The speed page put today’s chip somewhere around ~32 MHz
implied Fmax at the slow signoff corner, against a 25 MHz (40 ns)
target. P37’s recorded worst setup slack at signoff was 8.74 ns,
which puts the critical path around 31 ns. The natural diagnostic
is: drop CLOCK_PERIOD to 30 ns (33.3 MHz) and re-harden. If it
converges, we learn something about how much margin we actually had;
if it breaks, we learn which path inside the FSM CPU pinches first.
The new config is checked in at:
projects/37_rv32im_zicsr_zifencei/librelane/config_speed30.yaml
Same RTL, same SDC, same memory map, same DEFAULT_CORNER. The only
diff vs the recorded P37 harden is CLOCK_PERIOD: 40.0 -> 30.0.
Running it
scripts/run_librelane.sh hard-codes librelane/config.yaml, so this
one goes through librelane directly:
cd projects/37_rv32im_zicsr_zifencei
librelane librelane/config_speed30.yaml
The fresh RUN_<timestamp>/ lands under
projects/37_rv32im_zicsr_zifencei/librelane/runs/, alongside the
existing RUN_2026-05-02_22-49-46/ from the original P37 harden. The
original hardened result is not disturbed.
What we got
Outcome 2: converges through GDS with negative setup slack. The
flow ran end-to-end and produced a clean GDS (Magic DRC, KLayout DRC,
LVS, antenna, routing DRC, XOR all 0 errors), but signoff timing
reported 152 setup violations at max_ss_100C_1v60 with worst
slack -1.258 ns.
| metric | P37 (40 ns) | P37-speed (30 ns) |
|---|---|---|
| Worst setup slack | 8.742 ns | -1.258 ns |
| Worst hold slack | 0.105 ns | 0.105 ns |
| Setup violation count | 0 | 152 |
| Hold violation count | 0 | 0 |
max_ss slew vio | 83 | 83 |
max_ss cap vio | 8 | 8 |
| Standard-cell area | 191927 um² | 191927 um² |
| Standard-cell count | 27157 | 27157 |
| Magic DRC / KLayout DRC / LVS / antenna / routing DRC | 0 | 0 |
The first interesting observation: the implied critical-path length
is identical. P37 had 40 - 8.742 = 31.258 ns of used path; P37-30
has 30 + 1.258 = 31.258 ns. Same number, four decimal places. The
resizer didn’t gain anything from the tighter budget - same
standard-cell count, same area, same DRV tail. This is the cell-
strength ceiling for that path; making the constraint tighter just
moved the slack from positive to negative without changing the
underlying logic.
The critical endpoint
The worst violator (and the top 16 violators) all start at the same register:
Startpoint: _19399_/Q (u_core.op_b[2], the ALU operand-B register)
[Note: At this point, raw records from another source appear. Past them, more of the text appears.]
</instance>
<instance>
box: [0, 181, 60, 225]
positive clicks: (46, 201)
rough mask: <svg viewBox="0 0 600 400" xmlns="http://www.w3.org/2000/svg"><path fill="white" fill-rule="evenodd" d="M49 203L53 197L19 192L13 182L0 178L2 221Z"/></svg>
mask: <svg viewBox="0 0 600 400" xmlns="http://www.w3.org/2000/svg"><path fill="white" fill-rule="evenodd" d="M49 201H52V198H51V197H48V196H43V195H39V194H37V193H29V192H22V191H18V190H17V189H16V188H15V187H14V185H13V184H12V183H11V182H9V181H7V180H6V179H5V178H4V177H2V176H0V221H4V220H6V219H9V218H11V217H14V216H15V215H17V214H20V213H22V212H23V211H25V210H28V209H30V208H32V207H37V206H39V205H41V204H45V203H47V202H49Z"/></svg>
Endpoint: _17817_/D (a downstream flop)
The path runs through a ~16-deep chain of or4_2/or3_2/or2_2/
a22o_2 gates with buffer repeaters between segments. That shape is a
classic wide OR-reduction tree, almost certainly the divider’s
bit-by-bit quotient/remainder reduction or the multiplier’s add-
reduction in the same block. The fact that the same source register
(op_b[2]) drives the top 16 endpoints tells us those 16 destinations
are all part of the same wide reduction.
This is consistent with what the speed page said: today’s
chip is FSM-bound, not technology-bound. The path is not about
wire delay or routing parasitics - it is the depth of a combinational
arithmetic reduction inside the FSM’s S_DIV/S_MUL cycle. Adding a
single pipeline register inside that reduction would split the path
in half and the design would converge at ~16 ns. Doing that means
designing a real pipelined core, which is a P-something-large rung,
not a config flip.
What this confirms
- The headroom-from-slack estimate on the speed page is
correct. The signoff Fmax of this RTL is about
1 / 31.258 ns = 32 MHz, almost exactly the~32 MHzwe estimated. - The resizer is already doing what it can. Same cells, same area at both budgets - it can’t trade more cells for more speed on this path.
- The path lives in the divider/multiplier reduction. That is a deliberate target for a future architectural rung if speed becomes a goal.
Status
Configured: PASS
Hardened (fast): PARTIAL - GDS/DRC/LVS clean, 152 setup violations
in signoff timing.
The fresh RUN_2026-05-03_01-29-50/ is checked into the run
directory next to the original P37 harden; the original 40 ns
harden is unchanged.
The roadmap-side conclusion is unchanged: today’s chip is FSM-bound, not technology-bound. A real speed jump means a different core, not a tighter budget. See /speed/ for the framing. This run graduates from “experiment we should try” to “data point we have,” and the divider/multiplier OR-reduction is the named target if we ever care about Fmax.